In our current coronavirus pandemic, public policy has been driven largely by standard epidemiological models, which predict the spread and lethality of the disease based on a few well-understood parameters. Restrictive business, economic, and social measures have been put in place based on those predictions.
We’ve been here before.
According to historian Norman Cantor, in his In the Wake of the Plague, “After the Black Death had raged for more than a year some cities came up with a preventative measure that did some good – or so it was claimed – through the strict quarantining of areas of the city where the incidence of pestilence was heavy. What they really needed to do was quarantine rodents, but human quarantine measures apparently were effective in some town – or so the town officials, having already disturbed social life, asserted, to make their quarantine policy appear effective.”
Because they are now responsible for the tremendous economic and social cost now being inflicted in the name of limiting the virus’s effects, the epidemic modelers, the public health officials, and the elected officials all have strong incentives to claim that the quarantine measures sharply limit R0, or the rate of spread.
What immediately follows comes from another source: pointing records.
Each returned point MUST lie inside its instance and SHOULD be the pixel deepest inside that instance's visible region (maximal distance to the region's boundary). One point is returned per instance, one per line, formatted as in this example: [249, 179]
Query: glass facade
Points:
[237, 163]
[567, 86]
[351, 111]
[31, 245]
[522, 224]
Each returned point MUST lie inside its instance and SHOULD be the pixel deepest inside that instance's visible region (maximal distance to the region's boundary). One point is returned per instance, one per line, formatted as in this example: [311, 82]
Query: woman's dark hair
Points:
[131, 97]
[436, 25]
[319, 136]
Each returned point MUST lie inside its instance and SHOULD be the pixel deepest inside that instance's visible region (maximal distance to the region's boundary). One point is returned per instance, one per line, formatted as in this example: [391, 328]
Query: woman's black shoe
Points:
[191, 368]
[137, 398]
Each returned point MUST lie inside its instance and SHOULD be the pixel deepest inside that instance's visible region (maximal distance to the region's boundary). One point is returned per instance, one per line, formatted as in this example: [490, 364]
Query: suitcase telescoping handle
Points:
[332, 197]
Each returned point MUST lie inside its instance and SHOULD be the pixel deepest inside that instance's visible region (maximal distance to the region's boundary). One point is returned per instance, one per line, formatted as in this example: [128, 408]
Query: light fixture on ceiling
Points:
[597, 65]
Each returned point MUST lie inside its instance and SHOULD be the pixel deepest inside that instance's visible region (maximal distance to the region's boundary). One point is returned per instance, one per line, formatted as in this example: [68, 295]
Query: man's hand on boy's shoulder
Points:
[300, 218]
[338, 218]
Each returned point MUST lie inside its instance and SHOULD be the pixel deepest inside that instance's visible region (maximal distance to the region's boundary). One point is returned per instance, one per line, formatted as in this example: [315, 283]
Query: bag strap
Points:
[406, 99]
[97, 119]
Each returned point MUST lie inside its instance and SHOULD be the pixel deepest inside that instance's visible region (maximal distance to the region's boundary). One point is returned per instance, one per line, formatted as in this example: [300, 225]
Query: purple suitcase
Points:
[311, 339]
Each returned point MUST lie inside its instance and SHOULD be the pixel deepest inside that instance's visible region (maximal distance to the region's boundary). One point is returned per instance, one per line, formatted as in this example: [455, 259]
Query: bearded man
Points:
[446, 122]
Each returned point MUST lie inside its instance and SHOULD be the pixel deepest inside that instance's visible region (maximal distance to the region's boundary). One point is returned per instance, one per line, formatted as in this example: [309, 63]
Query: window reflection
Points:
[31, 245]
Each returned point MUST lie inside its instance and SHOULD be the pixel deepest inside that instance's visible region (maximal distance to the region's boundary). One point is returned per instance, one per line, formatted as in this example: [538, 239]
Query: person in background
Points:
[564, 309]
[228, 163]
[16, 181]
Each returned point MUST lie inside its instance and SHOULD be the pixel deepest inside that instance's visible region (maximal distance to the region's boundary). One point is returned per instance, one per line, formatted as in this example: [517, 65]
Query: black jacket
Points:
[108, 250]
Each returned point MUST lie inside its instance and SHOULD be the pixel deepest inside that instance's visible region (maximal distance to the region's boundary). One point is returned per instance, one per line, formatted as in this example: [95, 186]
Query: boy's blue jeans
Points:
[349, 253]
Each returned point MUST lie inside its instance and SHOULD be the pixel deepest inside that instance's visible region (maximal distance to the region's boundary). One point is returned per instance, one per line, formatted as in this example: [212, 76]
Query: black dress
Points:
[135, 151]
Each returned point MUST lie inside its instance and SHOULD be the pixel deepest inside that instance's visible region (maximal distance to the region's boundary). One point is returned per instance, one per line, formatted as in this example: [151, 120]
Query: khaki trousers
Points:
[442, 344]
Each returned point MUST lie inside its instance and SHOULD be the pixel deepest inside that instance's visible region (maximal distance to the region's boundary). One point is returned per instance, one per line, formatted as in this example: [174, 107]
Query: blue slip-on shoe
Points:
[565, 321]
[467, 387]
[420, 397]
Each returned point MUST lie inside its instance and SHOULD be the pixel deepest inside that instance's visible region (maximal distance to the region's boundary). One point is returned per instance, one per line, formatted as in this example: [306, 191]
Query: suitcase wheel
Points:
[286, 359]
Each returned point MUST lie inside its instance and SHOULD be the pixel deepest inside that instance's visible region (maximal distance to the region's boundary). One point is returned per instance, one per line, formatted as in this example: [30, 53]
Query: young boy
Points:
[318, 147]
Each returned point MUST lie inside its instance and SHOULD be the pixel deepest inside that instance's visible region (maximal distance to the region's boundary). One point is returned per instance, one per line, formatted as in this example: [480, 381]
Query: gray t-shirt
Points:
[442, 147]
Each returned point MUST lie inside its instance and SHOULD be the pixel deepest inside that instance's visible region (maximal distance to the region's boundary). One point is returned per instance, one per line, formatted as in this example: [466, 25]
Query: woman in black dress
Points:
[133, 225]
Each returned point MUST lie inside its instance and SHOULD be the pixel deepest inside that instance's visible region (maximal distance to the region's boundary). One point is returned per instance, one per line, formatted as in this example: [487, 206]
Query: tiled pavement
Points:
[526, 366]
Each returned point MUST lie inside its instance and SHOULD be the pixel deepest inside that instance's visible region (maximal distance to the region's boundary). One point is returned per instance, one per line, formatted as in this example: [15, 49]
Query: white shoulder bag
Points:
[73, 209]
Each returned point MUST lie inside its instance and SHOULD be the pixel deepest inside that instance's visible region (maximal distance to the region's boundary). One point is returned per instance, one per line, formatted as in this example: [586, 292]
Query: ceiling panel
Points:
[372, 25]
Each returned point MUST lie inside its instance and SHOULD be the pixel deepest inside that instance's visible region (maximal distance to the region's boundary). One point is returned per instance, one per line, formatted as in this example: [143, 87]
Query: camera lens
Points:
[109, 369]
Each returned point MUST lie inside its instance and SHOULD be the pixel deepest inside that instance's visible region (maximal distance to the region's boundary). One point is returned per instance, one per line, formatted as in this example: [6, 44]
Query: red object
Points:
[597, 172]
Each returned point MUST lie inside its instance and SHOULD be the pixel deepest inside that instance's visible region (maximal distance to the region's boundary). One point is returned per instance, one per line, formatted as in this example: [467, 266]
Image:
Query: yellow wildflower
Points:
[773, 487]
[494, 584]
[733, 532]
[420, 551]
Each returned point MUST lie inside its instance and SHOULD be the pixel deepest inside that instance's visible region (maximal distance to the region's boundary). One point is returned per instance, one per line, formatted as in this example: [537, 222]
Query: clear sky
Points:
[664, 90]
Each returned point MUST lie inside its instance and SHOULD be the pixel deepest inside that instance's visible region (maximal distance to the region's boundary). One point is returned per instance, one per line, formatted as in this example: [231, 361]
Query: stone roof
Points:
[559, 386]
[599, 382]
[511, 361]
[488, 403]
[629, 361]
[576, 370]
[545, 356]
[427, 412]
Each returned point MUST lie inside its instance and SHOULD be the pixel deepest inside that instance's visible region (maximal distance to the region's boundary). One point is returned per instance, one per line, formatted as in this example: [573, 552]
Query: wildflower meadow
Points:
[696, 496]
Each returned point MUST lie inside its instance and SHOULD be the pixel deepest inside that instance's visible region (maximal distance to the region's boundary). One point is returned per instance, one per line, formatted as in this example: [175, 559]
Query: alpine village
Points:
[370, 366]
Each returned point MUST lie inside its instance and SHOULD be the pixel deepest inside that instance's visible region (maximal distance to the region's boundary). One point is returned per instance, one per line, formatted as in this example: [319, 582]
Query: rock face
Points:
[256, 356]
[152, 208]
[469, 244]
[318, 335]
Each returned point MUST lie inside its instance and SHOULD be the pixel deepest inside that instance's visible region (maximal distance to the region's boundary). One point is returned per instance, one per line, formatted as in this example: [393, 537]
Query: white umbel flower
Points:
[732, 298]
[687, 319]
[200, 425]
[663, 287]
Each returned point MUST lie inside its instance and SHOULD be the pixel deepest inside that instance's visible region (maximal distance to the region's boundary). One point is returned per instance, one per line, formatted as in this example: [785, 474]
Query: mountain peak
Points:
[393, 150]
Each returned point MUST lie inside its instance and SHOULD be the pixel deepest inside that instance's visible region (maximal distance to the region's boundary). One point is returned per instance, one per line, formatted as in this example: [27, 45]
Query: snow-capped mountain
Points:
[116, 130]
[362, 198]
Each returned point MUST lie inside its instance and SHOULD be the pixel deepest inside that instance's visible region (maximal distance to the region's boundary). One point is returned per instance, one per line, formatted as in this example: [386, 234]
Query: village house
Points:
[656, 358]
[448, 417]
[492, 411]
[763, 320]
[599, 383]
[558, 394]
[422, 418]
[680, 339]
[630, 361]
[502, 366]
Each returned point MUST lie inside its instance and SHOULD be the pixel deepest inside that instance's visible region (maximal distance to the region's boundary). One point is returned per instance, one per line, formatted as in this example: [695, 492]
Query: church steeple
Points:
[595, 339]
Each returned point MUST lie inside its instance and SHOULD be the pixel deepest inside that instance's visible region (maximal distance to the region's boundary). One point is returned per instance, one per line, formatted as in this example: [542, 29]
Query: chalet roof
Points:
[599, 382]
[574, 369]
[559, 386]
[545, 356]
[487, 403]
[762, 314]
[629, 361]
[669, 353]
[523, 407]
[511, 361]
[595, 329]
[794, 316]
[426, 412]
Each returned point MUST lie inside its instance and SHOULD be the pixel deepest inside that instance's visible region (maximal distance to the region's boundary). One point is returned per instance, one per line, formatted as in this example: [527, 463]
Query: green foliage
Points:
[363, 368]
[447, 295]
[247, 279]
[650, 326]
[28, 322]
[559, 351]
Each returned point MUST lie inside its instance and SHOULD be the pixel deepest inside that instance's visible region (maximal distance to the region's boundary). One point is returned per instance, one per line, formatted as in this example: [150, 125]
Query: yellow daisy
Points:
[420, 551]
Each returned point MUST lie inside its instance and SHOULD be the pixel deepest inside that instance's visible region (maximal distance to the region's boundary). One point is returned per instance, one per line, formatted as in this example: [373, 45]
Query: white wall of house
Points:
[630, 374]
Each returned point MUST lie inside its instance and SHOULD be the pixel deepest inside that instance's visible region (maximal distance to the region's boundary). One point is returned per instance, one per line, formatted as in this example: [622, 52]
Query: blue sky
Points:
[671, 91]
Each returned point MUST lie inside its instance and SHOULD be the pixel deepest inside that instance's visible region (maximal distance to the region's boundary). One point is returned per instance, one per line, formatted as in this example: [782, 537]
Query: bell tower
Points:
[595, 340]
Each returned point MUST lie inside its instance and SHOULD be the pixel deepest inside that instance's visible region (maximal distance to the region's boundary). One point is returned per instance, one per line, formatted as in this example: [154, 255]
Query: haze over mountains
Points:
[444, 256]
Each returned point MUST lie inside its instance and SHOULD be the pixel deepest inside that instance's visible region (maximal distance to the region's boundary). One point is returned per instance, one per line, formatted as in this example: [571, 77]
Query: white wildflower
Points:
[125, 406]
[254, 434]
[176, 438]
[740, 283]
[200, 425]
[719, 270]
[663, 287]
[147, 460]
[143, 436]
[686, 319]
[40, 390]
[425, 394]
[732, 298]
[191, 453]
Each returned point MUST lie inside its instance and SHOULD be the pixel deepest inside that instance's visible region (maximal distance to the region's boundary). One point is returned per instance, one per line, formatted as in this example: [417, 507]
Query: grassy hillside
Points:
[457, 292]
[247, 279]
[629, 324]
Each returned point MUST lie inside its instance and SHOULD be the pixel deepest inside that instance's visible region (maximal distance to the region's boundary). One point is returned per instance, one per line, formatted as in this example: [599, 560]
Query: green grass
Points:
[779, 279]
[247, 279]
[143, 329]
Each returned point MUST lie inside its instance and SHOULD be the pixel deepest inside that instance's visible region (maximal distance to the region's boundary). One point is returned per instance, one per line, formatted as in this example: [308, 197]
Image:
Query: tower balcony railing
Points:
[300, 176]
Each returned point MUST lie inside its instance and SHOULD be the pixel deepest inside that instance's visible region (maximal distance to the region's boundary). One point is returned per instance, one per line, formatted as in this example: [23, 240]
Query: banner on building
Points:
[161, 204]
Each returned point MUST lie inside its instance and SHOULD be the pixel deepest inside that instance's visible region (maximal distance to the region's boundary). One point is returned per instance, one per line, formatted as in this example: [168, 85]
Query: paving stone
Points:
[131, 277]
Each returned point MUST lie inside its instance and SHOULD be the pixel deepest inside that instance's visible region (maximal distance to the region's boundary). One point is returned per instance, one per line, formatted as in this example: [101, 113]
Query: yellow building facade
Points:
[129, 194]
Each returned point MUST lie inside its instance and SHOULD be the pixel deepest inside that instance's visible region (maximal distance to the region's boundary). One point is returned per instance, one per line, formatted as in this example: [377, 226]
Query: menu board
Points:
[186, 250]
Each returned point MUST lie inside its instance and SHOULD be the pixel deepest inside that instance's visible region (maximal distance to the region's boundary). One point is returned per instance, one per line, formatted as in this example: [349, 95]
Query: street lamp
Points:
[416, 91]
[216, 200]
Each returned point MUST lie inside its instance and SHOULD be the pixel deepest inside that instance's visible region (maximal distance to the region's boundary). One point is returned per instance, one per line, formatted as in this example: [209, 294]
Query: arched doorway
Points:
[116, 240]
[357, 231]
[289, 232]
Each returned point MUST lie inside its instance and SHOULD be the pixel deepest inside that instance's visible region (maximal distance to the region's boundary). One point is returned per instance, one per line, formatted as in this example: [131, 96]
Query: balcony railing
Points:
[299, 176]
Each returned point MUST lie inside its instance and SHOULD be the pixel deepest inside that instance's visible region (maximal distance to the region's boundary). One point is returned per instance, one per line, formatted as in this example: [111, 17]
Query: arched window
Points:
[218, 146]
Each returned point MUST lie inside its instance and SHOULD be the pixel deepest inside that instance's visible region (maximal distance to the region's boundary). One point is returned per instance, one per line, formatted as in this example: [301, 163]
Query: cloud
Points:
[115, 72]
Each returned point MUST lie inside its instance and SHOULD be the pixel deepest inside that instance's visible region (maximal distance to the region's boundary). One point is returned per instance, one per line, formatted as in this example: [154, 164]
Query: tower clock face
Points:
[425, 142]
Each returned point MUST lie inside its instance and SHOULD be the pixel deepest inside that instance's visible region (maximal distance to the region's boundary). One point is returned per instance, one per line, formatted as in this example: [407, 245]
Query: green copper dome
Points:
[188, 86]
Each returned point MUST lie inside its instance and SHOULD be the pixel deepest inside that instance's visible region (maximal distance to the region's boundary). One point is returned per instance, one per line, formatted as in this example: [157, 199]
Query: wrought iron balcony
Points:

They may or may not be correct, but the burden of proof is on them, and they need to be rigorously challenged to show that.
It was just such public pressure that led the Polis administration to release the model being used here in Colorado, after the Denver Post reported that the number of predicted deaths was somewhere between 340 and 33,000, a range practically useless for decision-making.
The briefing and slides were quite revealing. First, all of the input parameters are continually being adjusted based on the actual field data from here in the state, and that that’s how we want models to operate. (If you want models that fail to adjust to reflect actual conditions on the ground, then climatology is your game, not epidemiology.)
More critically, looking at the graph, it’s apparent why the range of deaths is so broad. With the then-newly-imposed gubernatorial restrictions, the modelers estimated that we would be in the 60% – 80% range of social distancing, which is where the expected number of ICU admissions falls below capacity:
- How precise is the quantitative link between the quarantine measures and lowering social interactions?
- How precise is the quantitative link between lowering social interaction and lowering R0?
- All of the parameters (including the ones not shown here) have error bars? This may be the most likely statistical scenario given what we know, but are there other reasonably likely combinations that might show similar reductions in ICU admissions with less social distancing?
Note that none of this necessarily means that the modelers and public health officials were wrong to make the recommendations they did. These are just normal, routine modeling questions they should have to answer. We should also be able to ask them without moving the goalposts around.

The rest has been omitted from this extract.